January 19, 2015
The Battle Over Border Accountability
Avoiding Operational Control
Glenn Spencer, American Border Patrol -- January 19, 2015
Chairman Candice S. Miller - Opening Statement -- February 15, 2011
Homeland Security Secretary Janet Napolitano recently said, “...it's important to recognize that ‘operational control' is a very narrow term of art in Border Patrol lingo.”.... It does not take into account infrastructure. It does not take into account technology, which is a force multiplier.” Moreover, she said that operational control “should not be construed as kind of an overall assessment of what's happening at the border.”
If that is true then I ask: what should we be using to gauge the effectiveness of our efforts to control the border? How can we reassure the American people that their federal government is in fact accomplishing one its primary missions?
At the same hearing...
Rep. Jeff Duncan (R-SC): “But what I would like to try to get to is a further understanding from you of what operational control really means.”

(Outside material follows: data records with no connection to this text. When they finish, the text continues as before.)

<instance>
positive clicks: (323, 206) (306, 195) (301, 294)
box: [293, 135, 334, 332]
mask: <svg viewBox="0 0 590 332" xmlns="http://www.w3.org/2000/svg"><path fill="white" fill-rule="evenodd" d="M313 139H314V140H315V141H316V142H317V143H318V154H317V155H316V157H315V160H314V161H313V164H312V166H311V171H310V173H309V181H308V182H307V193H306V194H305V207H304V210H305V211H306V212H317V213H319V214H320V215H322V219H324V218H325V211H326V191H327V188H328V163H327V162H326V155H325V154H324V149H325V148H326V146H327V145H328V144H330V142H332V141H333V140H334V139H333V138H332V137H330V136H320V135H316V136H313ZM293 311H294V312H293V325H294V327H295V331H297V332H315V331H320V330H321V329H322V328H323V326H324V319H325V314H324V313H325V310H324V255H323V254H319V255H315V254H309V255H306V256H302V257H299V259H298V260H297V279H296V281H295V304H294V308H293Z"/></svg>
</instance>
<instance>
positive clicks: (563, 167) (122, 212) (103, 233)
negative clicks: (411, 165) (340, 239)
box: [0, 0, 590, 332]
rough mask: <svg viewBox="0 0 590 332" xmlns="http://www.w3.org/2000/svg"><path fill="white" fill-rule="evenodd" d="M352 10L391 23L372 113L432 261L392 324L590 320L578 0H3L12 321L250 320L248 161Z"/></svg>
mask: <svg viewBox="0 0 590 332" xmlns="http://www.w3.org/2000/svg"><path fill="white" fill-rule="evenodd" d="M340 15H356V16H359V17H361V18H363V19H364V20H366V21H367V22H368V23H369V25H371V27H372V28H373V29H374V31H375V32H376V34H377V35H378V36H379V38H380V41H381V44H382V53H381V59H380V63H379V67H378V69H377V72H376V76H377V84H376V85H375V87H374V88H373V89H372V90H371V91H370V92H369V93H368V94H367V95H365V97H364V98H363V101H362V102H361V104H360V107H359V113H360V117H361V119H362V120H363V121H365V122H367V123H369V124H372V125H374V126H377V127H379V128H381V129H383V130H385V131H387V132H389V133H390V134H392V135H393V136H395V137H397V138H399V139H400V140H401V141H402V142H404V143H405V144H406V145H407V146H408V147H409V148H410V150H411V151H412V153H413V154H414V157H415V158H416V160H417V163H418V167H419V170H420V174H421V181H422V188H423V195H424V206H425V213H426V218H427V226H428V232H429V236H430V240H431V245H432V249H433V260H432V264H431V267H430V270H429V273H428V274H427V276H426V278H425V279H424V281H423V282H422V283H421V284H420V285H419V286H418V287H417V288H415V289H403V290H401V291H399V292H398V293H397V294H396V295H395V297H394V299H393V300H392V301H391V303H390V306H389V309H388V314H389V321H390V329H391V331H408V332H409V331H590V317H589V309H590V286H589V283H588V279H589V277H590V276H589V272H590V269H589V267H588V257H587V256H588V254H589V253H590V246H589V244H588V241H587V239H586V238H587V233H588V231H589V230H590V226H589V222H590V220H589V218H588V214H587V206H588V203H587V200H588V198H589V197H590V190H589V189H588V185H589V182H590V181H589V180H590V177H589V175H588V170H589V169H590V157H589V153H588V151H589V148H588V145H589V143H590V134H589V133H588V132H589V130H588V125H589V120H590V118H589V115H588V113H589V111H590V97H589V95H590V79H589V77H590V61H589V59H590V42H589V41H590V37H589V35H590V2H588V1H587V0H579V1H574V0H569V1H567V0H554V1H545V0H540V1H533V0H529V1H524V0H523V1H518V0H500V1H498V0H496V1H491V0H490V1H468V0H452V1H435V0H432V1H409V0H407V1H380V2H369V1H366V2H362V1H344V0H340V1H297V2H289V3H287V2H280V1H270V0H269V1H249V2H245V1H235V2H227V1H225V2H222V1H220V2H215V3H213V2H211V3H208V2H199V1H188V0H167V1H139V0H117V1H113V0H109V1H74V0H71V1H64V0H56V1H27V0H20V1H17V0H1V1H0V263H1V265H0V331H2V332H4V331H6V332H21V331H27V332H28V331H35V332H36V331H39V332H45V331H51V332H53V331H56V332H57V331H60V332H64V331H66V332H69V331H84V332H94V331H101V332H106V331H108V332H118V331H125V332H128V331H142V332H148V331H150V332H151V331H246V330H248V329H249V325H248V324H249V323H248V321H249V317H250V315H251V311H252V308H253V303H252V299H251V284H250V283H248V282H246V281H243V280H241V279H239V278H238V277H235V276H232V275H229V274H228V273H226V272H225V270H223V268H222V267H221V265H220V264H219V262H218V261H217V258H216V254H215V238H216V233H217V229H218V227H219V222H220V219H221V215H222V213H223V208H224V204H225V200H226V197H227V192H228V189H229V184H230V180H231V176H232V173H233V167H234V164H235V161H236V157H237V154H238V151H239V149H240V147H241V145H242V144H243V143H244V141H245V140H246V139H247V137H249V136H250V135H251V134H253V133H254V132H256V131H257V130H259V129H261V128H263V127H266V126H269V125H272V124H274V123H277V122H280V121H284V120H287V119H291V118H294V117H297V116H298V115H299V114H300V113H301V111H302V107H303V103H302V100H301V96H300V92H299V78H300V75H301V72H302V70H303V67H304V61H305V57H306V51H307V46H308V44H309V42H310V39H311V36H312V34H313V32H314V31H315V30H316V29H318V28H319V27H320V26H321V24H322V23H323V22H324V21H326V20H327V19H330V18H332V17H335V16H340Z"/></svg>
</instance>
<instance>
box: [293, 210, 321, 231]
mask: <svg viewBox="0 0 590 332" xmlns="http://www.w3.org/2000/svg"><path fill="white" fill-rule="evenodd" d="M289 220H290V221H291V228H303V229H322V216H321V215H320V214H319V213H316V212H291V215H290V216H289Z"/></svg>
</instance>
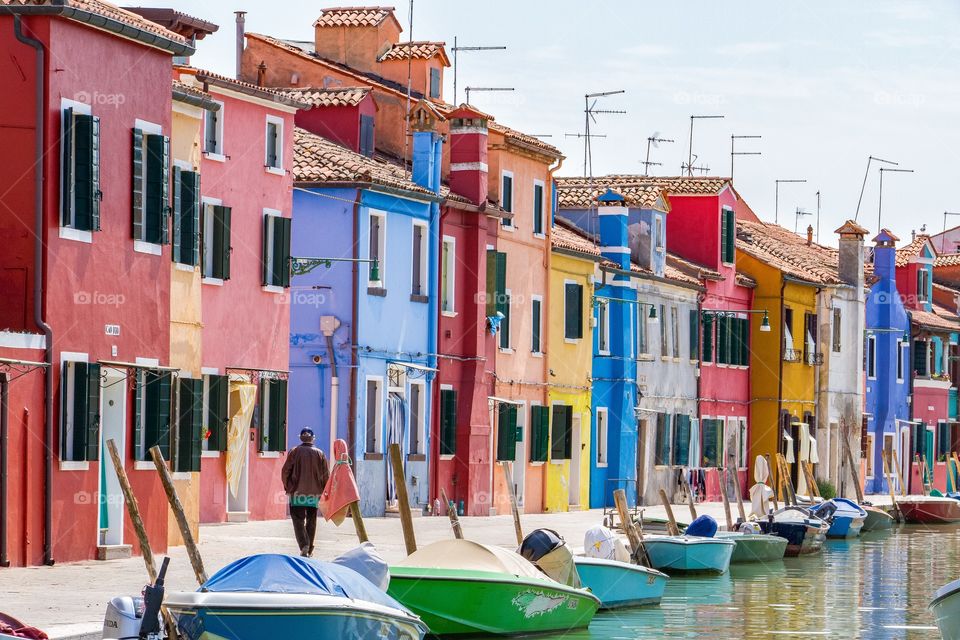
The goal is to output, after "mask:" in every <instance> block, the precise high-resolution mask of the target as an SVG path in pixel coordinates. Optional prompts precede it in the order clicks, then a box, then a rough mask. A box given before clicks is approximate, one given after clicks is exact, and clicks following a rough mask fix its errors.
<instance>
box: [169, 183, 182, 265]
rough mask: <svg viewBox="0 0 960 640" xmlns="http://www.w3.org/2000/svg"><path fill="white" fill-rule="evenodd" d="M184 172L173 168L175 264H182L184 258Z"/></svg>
mask: <svg viewBox="0 0 960 640" xmlns="http://www.w3.org/2000/svg"><path fill="white" fill-rule="evenodd" d="M183 173H184V172H183V171H182V170H181V169H180V167H174V168H173V206H172V211H171V213H172V217H173V247H172V251H171V255H172V257H173V261H174V262H182V261H183V257H182V255H181V252H180V245H181V240H182V239H181V237H180V234H181V233H182V226H183V221H182V202H183V197H182V196H183V182H182V180H183Z"/></svg>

Border Patrol Chief Fisher: “Congressman, I will say that part of our overall mission is to substantially increase the probability of apprehension of those people that seek to do harm to this country."
Chief Fisher was fully aware that congress said operational control "... means the prevention of all unlawful entries into the United States..." -- but he and others in DHS management don't like that idea.
For years bureaucrats at the DHS have deliberately refused to accept the legal definition of border security. They know "If you can't measure it, you can't improve it".
The new border bill -- HR 399 -- specifically prohibits presidential appointees from even reviewing metrics proposed to be used for border accountability (page 25, line 14).
Chairman McCaul is finally taking the accountability issue head-on - thanks to the great work of Chairman Candice Miller.